Performed by The Chromelodia Project: Chris Brown, composition, piano & electronics; Theresa Wong, cello & voice; Kyle Bruckmann, oboe. The ensemble blends Just Intonation, improvisation, and interactive computer music. Its name refers to Harry Partch’s Chromelodeon, a reed-organ he used to play and teach his 43-tone tuning system to musicians.
Occhio combines notated microtonal music with electronically generated rhythms that fuel extended improvisations. Each song is written using a different subset of the tuning of Harry Partch’s 43-tone Chromelodeon reed-organ. Melodies are colored by pitches tuned to the simple ratio relationships that we humans intuitively recognize as resonances. Modern equal temperament has only 12 pitches per octave, like black-and-white compared to Just Intonation which draws from an infinity of integer ratios, moving thru the harmonic series from simple (harmony) to complex (dissonance), each with its own unique color.

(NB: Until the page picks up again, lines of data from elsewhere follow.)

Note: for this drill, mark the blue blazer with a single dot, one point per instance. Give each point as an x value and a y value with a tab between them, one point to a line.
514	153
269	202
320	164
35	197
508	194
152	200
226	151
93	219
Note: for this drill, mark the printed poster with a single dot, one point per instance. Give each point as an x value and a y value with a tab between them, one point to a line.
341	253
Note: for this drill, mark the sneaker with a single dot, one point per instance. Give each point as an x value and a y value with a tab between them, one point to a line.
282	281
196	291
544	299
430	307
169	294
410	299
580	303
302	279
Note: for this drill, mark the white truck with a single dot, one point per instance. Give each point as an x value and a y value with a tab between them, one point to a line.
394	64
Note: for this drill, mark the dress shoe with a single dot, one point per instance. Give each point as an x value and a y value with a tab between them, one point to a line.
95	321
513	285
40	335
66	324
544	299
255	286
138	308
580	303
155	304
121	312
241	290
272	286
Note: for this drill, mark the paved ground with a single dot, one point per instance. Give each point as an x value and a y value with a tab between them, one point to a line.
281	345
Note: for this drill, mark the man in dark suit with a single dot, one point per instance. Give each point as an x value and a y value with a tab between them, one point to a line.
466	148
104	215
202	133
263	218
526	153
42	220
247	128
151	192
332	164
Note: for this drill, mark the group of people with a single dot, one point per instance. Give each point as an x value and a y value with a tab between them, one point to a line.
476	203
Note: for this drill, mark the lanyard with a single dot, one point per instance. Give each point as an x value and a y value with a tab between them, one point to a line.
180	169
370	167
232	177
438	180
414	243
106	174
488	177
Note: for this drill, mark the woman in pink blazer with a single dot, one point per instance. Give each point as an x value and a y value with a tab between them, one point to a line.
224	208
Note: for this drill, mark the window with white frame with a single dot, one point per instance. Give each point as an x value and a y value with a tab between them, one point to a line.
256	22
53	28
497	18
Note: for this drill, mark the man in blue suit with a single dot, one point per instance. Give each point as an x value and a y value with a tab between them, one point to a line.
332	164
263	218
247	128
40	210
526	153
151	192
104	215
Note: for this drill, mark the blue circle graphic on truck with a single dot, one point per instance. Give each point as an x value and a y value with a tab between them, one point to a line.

The mode of each song provides a palette, or recipe, of interval colors to embody the images of its poetry. Every mode contains pitches with both major and minor qualities, to render both light and darkness. Influenced by the inventor Leon Theremin and the composer Henry Cowell’s Rhythmicon, I programmed interactive software that automatically generates electronic polyrhythms from ratios that I play on the piano keyboard. The rhythms provide foils for improvisation by the players, while also being bound to the pitch relations of the music.